В два часа десять минут Желябин без стука вошел в собственный кабинет. Кряжин держал локти на столе, пил чай и разговаривал с кем-то по телефону. Боком к нему сидел в кресле Сидельников, тоже прихлебывал и смотрел по изъятому с позавчерашнего разбоя телевизору «Вести». Теперь они оба выглядели иначе, чем несколько часов назад. На советнике был темно-синий костюм и тонкий черный джемпер, на опере – опять свитер, но на этот раз чистый, и из-под его воротника торчал отворот темно-синей рубашки. В кабинете вразнобой пахло парфюмом и сигаретным духом.

– Так трудно в Холмске с его пятьюдесятью тысячами найти кассовый аппарат, – положив трубку, Кряжин посмотрел на часы, – что на это нужно потратить никак не менее трех часов?

– Пришлось повозиться… У нас учетность не как в Москве, к сожалению.

– Ерунда, – поморщившись, отмахнулся советник, – у нас еще хуже. Но, правда, – он вопросительно посмотрел на майора, – все, что ищется, обычно находится.
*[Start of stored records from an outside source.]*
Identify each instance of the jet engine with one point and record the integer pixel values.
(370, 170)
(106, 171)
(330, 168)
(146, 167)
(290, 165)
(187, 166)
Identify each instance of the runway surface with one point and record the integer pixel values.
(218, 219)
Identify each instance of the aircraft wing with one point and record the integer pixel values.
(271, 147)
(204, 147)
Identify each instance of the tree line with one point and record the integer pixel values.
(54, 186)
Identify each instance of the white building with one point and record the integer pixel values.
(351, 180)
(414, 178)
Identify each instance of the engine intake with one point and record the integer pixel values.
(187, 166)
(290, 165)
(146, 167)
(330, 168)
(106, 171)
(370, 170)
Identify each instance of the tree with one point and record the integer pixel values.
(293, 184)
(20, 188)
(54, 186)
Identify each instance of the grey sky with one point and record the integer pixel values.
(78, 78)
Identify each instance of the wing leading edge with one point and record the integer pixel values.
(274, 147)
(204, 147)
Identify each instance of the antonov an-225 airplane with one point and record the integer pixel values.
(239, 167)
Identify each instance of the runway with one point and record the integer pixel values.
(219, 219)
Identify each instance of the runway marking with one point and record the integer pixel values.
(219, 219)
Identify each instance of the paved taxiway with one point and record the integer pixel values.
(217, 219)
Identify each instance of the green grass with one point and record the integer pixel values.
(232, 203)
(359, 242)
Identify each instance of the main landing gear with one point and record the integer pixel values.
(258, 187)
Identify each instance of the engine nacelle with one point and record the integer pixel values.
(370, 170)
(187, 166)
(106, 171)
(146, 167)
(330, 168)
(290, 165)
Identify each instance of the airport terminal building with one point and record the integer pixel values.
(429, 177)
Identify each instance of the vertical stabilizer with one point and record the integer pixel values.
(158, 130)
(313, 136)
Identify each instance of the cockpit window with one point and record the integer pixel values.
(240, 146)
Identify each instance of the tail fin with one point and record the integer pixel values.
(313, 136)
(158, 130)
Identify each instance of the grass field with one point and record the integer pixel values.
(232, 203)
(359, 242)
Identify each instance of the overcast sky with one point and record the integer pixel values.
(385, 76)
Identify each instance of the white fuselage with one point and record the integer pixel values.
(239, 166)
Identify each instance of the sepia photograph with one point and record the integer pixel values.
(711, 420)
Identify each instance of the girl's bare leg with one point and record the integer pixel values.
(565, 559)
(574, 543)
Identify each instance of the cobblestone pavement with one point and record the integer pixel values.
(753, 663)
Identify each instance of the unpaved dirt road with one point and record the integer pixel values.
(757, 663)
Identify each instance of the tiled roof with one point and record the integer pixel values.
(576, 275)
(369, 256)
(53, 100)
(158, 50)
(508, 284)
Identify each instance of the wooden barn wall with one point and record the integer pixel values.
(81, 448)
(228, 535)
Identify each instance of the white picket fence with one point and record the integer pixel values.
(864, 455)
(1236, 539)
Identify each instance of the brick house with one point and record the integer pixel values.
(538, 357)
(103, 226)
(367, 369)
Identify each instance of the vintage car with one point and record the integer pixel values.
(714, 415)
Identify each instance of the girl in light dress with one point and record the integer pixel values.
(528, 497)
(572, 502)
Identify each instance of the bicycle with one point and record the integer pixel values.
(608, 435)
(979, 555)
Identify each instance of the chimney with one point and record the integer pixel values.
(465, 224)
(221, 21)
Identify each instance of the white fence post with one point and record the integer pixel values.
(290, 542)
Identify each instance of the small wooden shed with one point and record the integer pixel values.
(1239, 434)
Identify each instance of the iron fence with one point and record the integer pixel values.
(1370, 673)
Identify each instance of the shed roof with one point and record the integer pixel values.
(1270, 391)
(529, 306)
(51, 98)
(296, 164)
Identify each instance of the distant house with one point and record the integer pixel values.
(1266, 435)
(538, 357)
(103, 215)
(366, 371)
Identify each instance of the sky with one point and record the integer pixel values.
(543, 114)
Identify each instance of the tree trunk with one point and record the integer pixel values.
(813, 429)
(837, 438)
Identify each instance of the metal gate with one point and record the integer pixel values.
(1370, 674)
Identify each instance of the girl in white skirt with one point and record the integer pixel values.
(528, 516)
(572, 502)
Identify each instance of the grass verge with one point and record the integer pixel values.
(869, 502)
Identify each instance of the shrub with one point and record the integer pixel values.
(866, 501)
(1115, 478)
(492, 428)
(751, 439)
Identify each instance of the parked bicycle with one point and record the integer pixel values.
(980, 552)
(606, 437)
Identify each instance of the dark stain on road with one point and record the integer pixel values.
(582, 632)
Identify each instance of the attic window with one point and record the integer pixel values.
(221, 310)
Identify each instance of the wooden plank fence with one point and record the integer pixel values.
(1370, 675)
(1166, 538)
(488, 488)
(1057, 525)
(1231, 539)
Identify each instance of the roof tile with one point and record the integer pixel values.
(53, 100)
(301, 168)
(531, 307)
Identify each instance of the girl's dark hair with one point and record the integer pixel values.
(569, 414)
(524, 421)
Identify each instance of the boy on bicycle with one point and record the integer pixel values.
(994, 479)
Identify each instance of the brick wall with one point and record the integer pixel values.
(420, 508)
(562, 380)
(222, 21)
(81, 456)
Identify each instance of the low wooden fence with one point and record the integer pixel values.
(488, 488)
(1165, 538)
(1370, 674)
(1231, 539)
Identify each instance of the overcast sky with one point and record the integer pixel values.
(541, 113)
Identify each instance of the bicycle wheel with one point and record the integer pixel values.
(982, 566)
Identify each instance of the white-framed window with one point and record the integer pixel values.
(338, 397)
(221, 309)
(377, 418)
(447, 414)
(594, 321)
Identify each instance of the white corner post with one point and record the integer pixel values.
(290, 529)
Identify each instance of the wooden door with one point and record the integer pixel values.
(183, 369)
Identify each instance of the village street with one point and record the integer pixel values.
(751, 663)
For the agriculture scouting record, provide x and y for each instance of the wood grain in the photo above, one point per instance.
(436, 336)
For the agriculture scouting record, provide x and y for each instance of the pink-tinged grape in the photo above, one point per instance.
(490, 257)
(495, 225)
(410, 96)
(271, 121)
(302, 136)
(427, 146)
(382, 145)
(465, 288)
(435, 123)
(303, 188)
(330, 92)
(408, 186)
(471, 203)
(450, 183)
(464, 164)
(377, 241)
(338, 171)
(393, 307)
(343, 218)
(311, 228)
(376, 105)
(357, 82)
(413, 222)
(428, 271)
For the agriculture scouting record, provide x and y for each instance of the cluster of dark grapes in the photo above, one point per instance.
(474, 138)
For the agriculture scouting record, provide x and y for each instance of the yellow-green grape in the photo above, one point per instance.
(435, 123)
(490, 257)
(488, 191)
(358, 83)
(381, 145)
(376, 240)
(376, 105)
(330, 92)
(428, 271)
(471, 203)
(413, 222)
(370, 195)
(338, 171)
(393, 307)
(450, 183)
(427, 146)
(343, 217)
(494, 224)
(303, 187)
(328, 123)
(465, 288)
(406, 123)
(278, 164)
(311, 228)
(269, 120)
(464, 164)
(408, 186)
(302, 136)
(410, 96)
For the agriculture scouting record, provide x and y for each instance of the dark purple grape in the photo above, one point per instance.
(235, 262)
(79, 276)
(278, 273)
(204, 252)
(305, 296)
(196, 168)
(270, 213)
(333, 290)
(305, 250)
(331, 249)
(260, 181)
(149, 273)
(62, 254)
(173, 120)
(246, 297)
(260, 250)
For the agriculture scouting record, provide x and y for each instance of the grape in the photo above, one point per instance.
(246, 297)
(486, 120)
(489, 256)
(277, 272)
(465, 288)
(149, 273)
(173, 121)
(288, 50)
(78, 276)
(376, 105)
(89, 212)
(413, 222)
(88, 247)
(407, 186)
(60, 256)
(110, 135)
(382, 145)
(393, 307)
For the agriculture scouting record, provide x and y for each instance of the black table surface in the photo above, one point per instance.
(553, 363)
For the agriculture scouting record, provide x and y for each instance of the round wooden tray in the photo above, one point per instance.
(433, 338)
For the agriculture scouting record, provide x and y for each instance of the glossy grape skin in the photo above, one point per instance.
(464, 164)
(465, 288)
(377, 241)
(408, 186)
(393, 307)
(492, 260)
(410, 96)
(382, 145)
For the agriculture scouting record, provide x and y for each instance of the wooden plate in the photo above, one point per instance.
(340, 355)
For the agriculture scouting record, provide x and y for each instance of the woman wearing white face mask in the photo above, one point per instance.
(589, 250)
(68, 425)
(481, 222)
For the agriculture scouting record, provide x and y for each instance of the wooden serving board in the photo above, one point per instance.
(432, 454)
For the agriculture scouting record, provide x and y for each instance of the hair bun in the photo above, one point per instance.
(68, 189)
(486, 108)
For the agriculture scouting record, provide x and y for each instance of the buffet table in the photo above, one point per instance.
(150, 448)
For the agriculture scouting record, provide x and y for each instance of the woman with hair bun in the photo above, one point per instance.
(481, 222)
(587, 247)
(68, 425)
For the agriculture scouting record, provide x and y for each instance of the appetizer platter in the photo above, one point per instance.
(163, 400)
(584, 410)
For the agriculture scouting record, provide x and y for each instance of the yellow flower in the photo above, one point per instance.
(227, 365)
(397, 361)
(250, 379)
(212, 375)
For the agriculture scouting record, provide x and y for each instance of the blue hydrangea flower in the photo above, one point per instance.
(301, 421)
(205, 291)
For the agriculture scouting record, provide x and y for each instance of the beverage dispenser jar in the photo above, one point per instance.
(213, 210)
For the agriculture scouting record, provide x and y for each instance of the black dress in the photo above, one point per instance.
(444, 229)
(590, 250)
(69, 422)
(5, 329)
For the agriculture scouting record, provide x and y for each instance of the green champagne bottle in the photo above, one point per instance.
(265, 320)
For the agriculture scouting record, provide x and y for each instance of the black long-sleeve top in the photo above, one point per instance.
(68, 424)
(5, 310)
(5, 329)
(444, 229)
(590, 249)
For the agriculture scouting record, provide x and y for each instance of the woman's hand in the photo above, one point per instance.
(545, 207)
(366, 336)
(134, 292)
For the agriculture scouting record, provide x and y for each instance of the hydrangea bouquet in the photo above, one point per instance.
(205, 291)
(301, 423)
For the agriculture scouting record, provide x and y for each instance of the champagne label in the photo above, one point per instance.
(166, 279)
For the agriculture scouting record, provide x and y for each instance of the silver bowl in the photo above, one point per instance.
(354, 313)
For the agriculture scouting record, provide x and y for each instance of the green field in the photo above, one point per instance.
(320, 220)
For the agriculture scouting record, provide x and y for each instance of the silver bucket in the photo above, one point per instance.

– Я нашел организацию, которой принадлежит кассовый аппарат, выбивший чек Головацкому.

Кряжин улыбнулся. Впервые. В квартире Безобразовых он улыбался дважды, но это были скорее саркастические ухмылки. Сейчас он улыбался открыто. Известие, которое принес начальник «убойного» отдела, было первой хорошей новостью за целый день.

– И что купил Матвей Антонович Головацкий в тридцать четыре минуты третьего прошедшей ночи?

– Он ничего не покупал, Иван Дмитриевич. – Желябин смотрел на следователя из Москвы так, словно собирался взглядом свалить того со стула.

– Я не люблю этих пауз по Станиславскому, – подождав для приличия несколько секунд, признался советник.

– Сейчас у Мацукова в уголовном деле находится фискальный чек, который выполз из счетчика такси. Автомобиля «ВАЗ-2105» с государственным номером М 166 КК, принадлежащего пятому таксопарку нашего города.

Закончив улыбаться, Кряжин отпил из желябинской кружки глоток и поставил ее на стол. Сидельников вообще не шелохнулся.

– Такси?

Старшего следователя по особо важным делам Генеральной прокуратуры удача порою разворачивала в верном направлении, но это редко происходило так быстро. Желябин, член следственной бригады Кряжина, знал номер такси, из которого вышел потерпевший за полчаса до своей смерти.

– Вы понимаете, что это значит? – Кирилл расслабленно сел на стол и собрал на груди руки. – Это означает, что мы знаем, откуда ехал Головацкий – раз, и у нас есть по этому делу первый свидетель – два. Фамилию водителя можно узнать в течение четверти часа.

– Ты узнал?

Желябин, помня о своей предусмотрительности, признался, что этим вопросом еще не занимался. Зато узнал телефоны и имена главных лиц таксопарка.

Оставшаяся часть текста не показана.